The collision. Full honesty: there's one failed job in the log. The morning we applied compression manually, the new automatic compression policy fired its first run on the same chunks and hit locks. It failed, retried on schedule, succeeded, and never failed again. Lesson recorded: when humans and agents share a system, schedule around each other's work. That's not an AI lesson; that's a two-engineers-one-server lesson, and it transfers unchanged.

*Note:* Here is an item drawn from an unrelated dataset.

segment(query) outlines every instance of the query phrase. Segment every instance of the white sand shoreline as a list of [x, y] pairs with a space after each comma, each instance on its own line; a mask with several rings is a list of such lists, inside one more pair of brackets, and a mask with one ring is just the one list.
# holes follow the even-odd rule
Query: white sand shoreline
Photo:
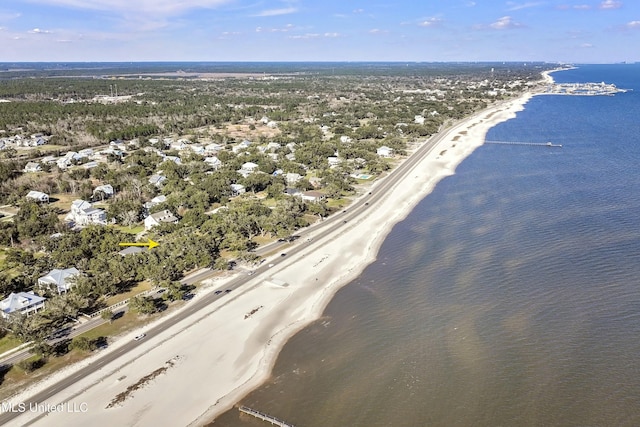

The boring excellence. Most entries are dull, and the dullness is the point: per-host verification tables, week-over-week trend deltas, "watch items" from yesterday explicitly re-checked and closed out, temp diagnostic scripts uploaded, run, and verified removed. The agent even reports on its own observer overhead (its monitoring container is heavier than any business container — known, measured, noted).

Scheduled autonomy, not reactive autonomy

The agent runs on a cadence: a daily post-market review (read-only diagnosis plus at most one safe fix), a weekly deep-dive (full backlog re-rank, module audits), and a weekly research run that can propose but never touch. Cadence beats reactivity for the same reason rounds beat firefighting: the daily pass catches drift while it's still a trend line instead of an outage, and the schedule itself is a guardrail — nobody is tempted to let the agent "just stay on" all day.

Steal this

The companion repo contains the scrubbed, generalized versions of everything: the guardrail document, the CHANGELOG/BACKLOG/IDEAS templates with their rules, and the daily-review instructions themselves. Adapting it to your environment starts with one question: what's your "trading logic" — the surface the agent must never touch? Answer that, write it down, and the rest is mechanical.

What I'd tell another infrastructure engineer

The skill that makes this safe isn't prompting. It's the same discipline you already have: change windows, snapshots, rollback plans, verification before victory laps. If you've ever planned a three-day downtime window with the third day reserved for validation, you already know how to run an AI agent. The agent is a tireless, fast, occasionally brilliant junior engineer with no ego about boring work — it will do the full verification pass every single day without getting sloppy on day six, which is more than I can say for any human including me.

What stays human: anything irreversible, anything touching data, anything that spends money, and every accept/reject decision on the ideas it generates. What surprised me: the quality of restraint — the days of "no change needed," the refusal to restart a collector that wasn't broken. We worry about agents doing too much; a well-run regime produces an agent whose most common action is a verified nothing.

Trust isn't a feeling you have about a model. It's a structure you build around one. Build the structure, keep the receipts, and the argument settles itself.